At the same time, it is essential to be aware of the “stigma by association” parents face when their child is overweight. A recent study published by the “Child Obes” journal examined the negative stigma that mothers face when their child is struggling with their weight. Mothers interviewed for the study claimed they experienced negative stigma for their child’s weight from family members, physicians, and other adults. Most of those mothers also feel that they are at least partially to blame for their child’s weight since they think it is their responsibility to establish routines for their child and to break cycles. Other external factors also played roles in their children’s weight, such as depression, difficulty controlling teenage eating behaviors, and the unhealthy foods served at school. The comments made towards these mothers were found to be upsetting to them in most cases, yet they also commonly agreed with the blame they received.
It is easy to underestimate how challenging it can be to establish healthy eating habits in a family atmosphere when children are accustomed to sugary, processed foods. These products are created to be addictive to sell as many as possible, and there is an overabundance of them available at low prices in grocery stores worldwide. The cheap costs of these foods make them attractive to lower-income consumers. Additionally, making the switch to fruits, vegetables, and whole grains can lead to a lot of protest from the child, who does not understand how their unhealthy eating habits are impacting their lives. Families often need outside intervention and guidance to help break their persistent habits.
According to a 2019 article published by the American Psychological Association, family-based behavioral treatment is the best way to address childhood obesity. These interventions would focus on teaching the parents skills like goal setting, problem-solving, monitoring children’s behaviors, and modeling positive parental behaviors, which would incorporate the whole family into a healthier lifestyle of healthy eating and increased physical activity. These programs proved effective and helped with significant weight loss seen in patients. The biggest obstacle for many of these families pursuing these treatment programs is that most forms of insurance do not cover the costs of pediatric obesity programs. Experts find ways to combat this by offering this form of treatment in primary care offices. However, a change in healthcare policy could be the key to providing high-quality, effective treatment for any family that wants assistance changing their lifestyle.
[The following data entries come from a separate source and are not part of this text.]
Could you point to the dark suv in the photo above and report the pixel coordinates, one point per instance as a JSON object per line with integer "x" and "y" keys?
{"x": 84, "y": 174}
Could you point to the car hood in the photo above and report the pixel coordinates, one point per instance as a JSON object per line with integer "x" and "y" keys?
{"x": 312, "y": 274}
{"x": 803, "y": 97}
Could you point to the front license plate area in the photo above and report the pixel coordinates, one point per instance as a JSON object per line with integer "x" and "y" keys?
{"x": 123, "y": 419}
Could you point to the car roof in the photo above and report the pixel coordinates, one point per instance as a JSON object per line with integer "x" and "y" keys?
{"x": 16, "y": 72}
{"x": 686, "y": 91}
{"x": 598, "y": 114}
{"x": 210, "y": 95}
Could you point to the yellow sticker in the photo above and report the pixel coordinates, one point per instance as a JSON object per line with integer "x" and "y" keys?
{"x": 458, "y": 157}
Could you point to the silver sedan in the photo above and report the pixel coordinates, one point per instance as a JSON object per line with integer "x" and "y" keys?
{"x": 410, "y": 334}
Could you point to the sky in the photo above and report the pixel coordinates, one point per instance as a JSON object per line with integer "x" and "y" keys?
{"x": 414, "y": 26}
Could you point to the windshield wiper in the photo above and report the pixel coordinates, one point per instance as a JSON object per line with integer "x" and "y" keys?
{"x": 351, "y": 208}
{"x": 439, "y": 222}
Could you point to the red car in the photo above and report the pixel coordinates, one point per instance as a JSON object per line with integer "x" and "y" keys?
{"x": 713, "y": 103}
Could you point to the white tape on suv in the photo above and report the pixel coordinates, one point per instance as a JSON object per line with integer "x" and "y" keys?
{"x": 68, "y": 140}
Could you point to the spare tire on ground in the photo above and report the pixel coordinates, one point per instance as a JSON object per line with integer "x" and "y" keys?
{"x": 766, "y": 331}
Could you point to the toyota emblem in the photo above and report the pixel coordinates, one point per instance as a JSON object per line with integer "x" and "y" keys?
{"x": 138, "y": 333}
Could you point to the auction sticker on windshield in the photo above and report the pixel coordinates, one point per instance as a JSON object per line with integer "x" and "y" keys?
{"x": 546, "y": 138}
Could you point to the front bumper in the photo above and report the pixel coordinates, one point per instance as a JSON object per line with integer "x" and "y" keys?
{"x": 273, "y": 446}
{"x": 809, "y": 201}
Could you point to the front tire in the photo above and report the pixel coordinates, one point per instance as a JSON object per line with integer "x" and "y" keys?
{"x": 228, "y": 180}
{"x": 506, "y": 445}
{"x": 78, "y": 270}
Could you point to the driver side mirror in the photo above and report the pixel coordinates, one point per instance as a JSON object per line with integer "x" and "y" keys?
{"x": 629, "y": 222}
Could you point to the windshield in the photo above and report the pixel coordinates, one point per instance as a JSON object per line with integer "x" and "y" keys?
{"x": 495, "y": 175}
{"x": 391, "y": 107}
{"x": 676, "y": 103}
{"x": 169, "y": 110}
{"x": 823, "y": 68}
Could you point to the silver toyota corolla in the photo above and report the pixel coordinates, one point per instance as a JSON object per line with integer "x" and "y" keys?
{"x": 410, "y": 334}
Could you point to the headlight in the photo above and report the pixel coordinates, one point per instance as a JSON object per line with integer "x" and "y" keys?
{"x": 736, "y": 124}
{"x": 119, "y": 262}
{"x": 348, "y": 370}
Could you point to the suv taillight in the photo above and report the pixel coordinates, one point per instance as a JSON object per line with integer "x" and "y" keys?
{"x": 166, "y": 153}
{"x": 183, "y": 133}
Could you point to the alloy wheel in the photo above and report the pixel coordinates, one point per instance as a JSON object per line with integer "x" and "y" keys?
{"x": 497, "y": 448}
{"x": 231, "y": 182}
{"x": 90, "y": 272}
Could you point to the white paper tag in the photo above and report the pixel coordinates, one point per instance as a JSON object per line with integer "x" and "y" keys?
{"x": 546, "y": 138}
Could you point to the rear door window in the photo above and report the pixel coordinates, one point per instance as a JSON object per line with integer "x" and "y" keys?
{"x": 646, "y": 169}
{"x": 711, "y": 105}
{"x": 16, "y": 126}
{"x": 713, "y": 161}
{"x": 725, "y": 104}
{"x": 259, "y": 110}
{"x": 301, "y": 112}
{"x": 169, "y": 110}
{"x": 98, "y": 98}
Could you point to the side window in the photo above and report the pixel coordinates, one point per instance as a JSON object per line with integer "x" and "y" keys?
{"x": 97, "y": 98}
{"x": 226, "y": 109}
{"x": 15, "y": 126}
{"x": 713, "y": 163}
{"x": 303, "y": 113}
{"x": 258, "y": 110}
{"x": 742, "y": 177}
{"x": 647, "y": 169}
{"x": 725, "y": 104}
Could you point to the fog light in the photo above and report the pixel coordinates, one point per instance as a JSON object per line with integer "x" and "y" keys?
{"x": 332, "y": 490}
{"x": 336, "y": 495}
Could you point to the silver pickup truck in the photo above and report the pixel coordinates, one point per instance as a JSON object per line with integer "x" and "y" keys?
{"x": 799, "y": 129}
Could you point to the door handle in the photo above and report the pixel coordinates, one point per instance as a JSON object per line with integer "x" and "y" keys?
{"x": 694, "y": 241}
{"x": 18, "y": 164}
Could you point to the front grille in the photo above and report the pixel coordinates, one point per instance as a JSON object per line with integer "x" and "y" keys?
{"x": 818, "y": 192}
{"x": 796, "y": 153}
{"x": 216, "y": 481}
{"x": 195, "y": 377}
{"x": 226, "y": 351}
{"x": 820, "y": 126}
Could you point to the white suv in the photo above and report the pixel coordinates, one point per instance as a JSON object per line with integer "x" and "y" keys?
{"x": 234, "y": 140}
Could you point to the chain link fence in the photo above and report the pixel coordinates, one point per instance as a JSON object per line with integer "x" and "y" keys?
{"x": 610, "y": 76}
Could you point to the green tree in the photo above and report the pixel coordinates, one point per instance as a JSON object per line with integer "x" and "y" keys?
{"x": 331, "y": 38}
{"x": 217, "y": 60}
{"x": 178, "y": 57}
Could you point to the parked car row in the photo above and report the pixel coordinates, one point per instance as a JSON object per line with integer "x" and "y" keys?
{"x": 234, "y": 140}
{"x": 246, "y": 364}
It is still unclear as to whether the obesity crisis will ever be taken seriously or if it will continue to be pushed aside. The consequence of ignoring it is unfairly affecting children, who adopt the same habits that their parents and peers establish. The COVID-19 pandemic may have worsened matters for people grappling with obesity, and families struggle to receive beneficial treatment due to current healthcare policy. Perhaps bringing more awareness towards the suffering many children face from an unhealthy lifestyle is the push that everyone needs in order to to start taking this health crisis seriously, or we may face far more dire consequences in the years to come.